A delightful story, beautiful illustrations, bright and bold and I bet you can feel the raindrops as they fall. This is a story that bounces along with a lovely rhythm. A great book to read aloud and the kids are going to get the hang of those read out loud words really quickly. I don't know why it took me so long to notice it. Themes in the book surrounding kindness, sharing, friendship and appreciation. Miss Dott is one very cool lady and she is not afraid to give it a whirl "with a twist and a twirl" to an old gramophone on occasion.

This book was also the recipient of the Storylines Joy Cowley award in 2008. Other Michelle Osment books include the character Percy the Pukeko (a swamp bird). I like the one about crossing the road safely, a pukeko definitely needs to know how to do this (and perhaps a few children might as well). Beautifully illustrated, lovely to read aloud.

~Reviewed by Thyme

Monday, March 4, 2013

The Usborne Big Book of Holiday. Things to make and do.

In the tradition of all good Usborne books, you know, even before you open the cover, that this book is going to attractively set out with clear and concise information, and that you are going to pleasantly entertained, one way or the other. "The Usborne Big Book of Holiday Things to make and do" does not disapoint.
Not messing around, you dive straight from the title page to the first of many colorful pastel pages - the chapter index of all the marvelous arts and craft compiled within - Pirate treasure map pg 4, Collage fish pg 34, Painted plant pot pg 52, Mermaid Tiara pg 74….. the list of goes on - an even supply of classic gender favorites themes…. mermaids and pirates, fairies and farmyards etc,

You can tell that a lot of thought has gone into the planning of each of these activities. In fact because of the way each activity can be made fairly much on a shoestring, with lots of use of recycled and easily sourced materials, and seems to cater perfectly for young attention span's, you get the impression that the authors/creators of the this book may have had experience with teaching. You could just as easily see this being used as a teachers reference book for the class room, as you could a book for holiday or maybe children's party entertainment idea's. Each activity has been mapped out with clear precision - step by step by step, almost color by numbers. The odd's are high for a room of happy children having followed the formula, walking away with an piece of art, just like the one in the book.

As a child, this is just the sort of book that I would have picked up and had a go at. Being a bit of tomboy, I would have been equally as enticed to make the pirate sword as the fairy wings, and would have had a great time choosing what to do next. As an adult, I feel that this book offer's many great arts and craft skills and idea's and although quite prescribed, would allow for all levels of accomplishment, to achieve an artwork, while allowing those more adventurous, a great starting place, with clear instructions on techniques.

~ Reviewed by Aquilegia.

Monday, February 18, 2013

Granny Grommet and Me by Dianne Wolfer and Karen Blair

Grandparents are amazing, they know so much, can do so much - and some of us are lucky enough to have memories built by spending time with our grandmothers and grandfathers.  One child spends time with their grandmother down at the beach, and spends time with the Granny Grommets as they paddle, surf, and dive.  It is a chance to spend time with a much loved family member and her friends, but it is also the chance to gain the courage to try something new.
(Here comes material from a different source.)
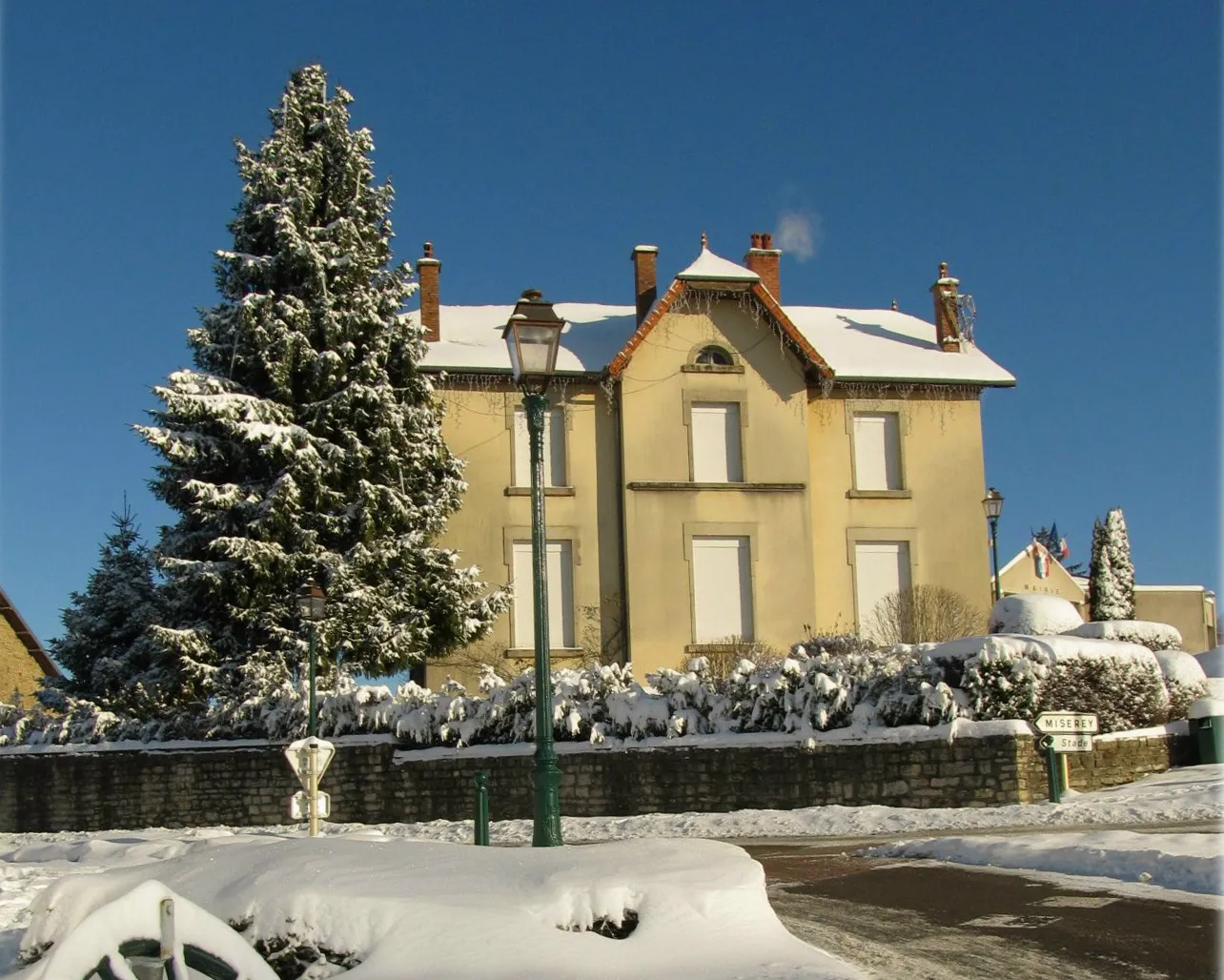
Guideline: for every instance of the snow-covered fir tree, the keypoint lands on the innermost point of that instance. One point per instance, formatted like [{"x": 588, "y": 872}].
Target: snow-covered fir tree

This is a story for grandmothers to share with their children, or to share with any child that needs a reminder of just how special grandmothers can be.  There is no preaching, no hidden meanings, it is just a story where a child learns something amazing simply because they spend time with their granny.  The illustrations are simple and match the story well, and because the child is not named, and because of their androgynous features and hairstyle the story works well for boys and for girls.

If you like this book then try The great granny gang by Judith Kerr, Countdown to Grandma's house by Debra Mostow Zakarin and Stacy Peterson, Nana's colours by Pamela Allen, and The grandma book by Todd Parr.